Extraction of timber products is an important economic pursuit, but can have adverse effects on wildlife if not implemented wisely and responsibly. Over the last century, species composition and structure of New Mexico's forests have been altered by the combined effects of commercial logging, fire suppression, and improper grazing practices (US Forest Service 1993, Covington and Moore 1994). Logging practices in New Mexico and the Southwest have gone through differing management phases. In the late 1800s and early 1900s relatively indiscriminate cutting practices occurred (deBuys 1985), followed by selective logging in the mid-1900s, and even-aged timber stand management during the 1960s through 1980s (Bogan et al. 1998). Extensive road networks were developed within the forests to allow easy timber removal (Allen 1989).

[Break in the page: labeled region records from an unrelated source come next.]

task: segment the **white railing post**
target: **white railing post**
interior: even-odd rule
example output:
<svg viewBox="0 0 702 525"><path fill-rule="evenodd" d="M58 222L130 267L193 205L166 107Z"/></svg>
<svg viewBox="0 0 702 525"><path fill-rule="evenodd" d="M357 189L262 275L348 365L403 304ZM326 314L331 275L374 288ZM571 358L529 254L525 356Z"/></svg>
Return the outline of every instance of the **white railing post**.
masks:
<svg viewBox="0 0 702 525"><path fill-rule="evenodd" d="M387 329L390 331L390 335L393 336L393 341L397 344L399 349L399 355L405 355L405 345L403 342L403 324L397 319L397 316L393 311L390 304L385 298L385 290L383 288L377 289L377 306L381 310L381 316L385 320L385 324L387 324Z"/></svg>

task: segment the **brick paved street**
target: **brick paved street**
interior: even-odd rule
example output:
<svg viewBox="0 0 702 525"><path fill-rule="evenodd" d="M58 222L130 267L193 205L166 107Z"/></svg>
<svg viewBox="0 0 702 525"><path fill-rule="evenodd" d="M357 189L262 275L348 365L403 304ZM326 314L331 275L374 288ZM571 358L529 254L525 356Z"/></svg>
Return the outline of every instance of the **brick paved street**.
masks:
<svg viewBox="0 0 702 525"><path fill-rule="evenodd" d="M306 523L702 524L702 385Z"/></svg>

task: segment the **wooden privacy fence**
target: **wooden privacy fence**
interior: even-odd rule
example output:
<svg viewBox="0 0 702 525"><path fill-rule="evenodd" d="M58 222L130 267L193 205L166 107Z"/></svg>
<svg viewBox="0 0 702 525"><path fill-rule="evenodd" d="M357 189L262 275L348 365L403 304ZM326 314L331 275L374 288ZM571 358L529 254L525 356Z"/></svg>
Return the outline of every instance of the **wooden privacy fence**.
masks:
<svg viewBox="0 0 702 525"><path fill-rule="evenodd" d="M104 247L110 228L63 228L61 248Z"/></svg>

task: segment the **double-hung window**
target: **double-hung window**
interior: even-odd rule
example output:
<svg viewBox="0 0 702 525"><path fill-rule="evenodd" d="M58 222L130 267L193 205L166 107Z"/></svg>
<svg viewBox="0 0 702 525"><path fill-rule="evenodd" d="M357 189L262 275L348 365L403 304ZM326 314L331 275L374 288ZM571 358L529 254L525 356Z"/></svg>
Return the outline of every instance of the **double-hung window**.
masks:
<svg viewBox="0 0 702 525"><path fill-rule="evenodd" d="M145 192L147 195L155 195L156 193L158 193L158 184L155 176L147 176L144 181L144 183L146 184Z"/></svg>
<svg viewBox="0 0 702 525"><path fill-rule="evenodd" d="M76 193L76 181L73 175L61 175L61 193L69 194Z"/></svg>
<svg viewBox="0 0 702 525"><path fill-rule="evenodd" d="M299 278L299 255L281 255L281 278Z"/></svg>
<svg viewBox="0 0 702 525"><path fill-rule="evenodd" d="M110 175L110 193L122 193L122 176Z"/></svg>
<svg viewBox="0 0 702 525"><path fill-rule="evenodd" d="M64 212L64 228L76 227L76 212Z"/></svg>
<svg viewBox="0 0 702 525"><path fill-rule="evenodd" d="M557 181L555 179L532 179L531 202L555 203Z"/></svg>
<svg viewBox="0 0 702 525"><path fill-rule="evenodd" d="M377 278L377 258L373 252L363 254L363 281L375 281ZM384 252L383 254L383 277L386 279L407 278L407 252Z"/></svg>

Earlier logging practices tended to remove larger, older trees. More recently, logging techniques have moved toward more selective, uneven-aged silvicultural practices. Timber harvests from public forests have declined in recent years (Bogan et al. 1998). Some emphasis has been placed on federal endangered species habitat and ecosystem management. This has come about primarily through legal actions advanced under the Endangered Species Act, National Forest Management Act, and National Environmental Policy Act. Relatively recent Forest Service Region 3 directives require the maintenance of at least some old-growth forests for SGCN, such as the northern goshawk (Accipiter gentilis) and Mexican spotted owl (Strix occidentalis lucida). Fuel reduction is a focus of current forest management efforts, with millions of dollars directed at thinning understory trees and the reintroduction of prescribed fires to reduce the potential for widespread catastrophic wildfires (Bogan et al. 1998). Indications are that 50% of the allocated monies will be expended on protecting human structures and neighborhoods in the wildland urban interface areas.
Fuel Wood Collection
Fuel wood collection has reduced the abundance of large diameter snags and dead-and-down logs. Large diameter snags function as important nesting structures for cavity-nesting birds (Thomas et al. 1979, Hejl 1994) and as roost sites for bat species (Bogan et al. 1998). Dead-and-down logs provide important wildlife habitat and ecosystem functions. Legal and illegal roads created for access to fuel wood can further fragment forests and woodlands and adversely affect important habitats, such as wetlands and meadows, by transporting non-native organisms and draining wetlands. Fuel wood collection may also introduce disturbances from noise, off-road vehicle use, or accidental fire ignition.